New Delhi: India’s domestic steel consumption growth is likely to come down to 7-8 % in the next financial year against an estimated 12-13 % this fiscal due to moderate government spending during the election period, Icra said in a report on Thursday. Elevated input costs, import pressures, along with softer steel prices are expected to sequentially pull down the steel industry’s operating profit margins by 110-115 basis points in FY2025, the ratings agency said.
The domestic steel consumption could decelerate to 7-8 % in FY 2024-25 after three back-to-back years of double-digit growth, it said.
As per Icra, the demand in the ongoing 2023-24 fiscal is estimated to be in the range of 12-13 % while the growth of demand was 14.5 % in 2022-23 financial year, and 13.3 % in the preceding year.
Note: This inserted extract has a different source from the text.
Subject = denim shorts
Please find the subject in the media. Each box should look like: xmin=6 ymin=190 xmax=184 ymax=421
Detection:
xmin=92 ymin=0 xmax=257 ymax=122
Jayanta Roy, Senior Vice-President & Group Head, Corporate Sector Ratings, Icra said, “In the six-month period between June and November of 2023, as the government accelerated infrastructure spending ahead of the union elections, domestic steel demand grew at a brisk pace of around 16 % over the same period of last fiscal.”
However, the prints for December 2023 and January 2024 reveal a marked slowdown in consumption growth.
While these are early trends, these numbers nonetheless hint at demand remaining soft over the next two quarters as the government spending moderates around the election period, he said.
On the cost side, coking coal, which Indian mills largely import, remains the largest cost component for a primary steel producer, accounting for 40-45 % of the overall cost, followed by iron ore at 10-15 %, Icra said.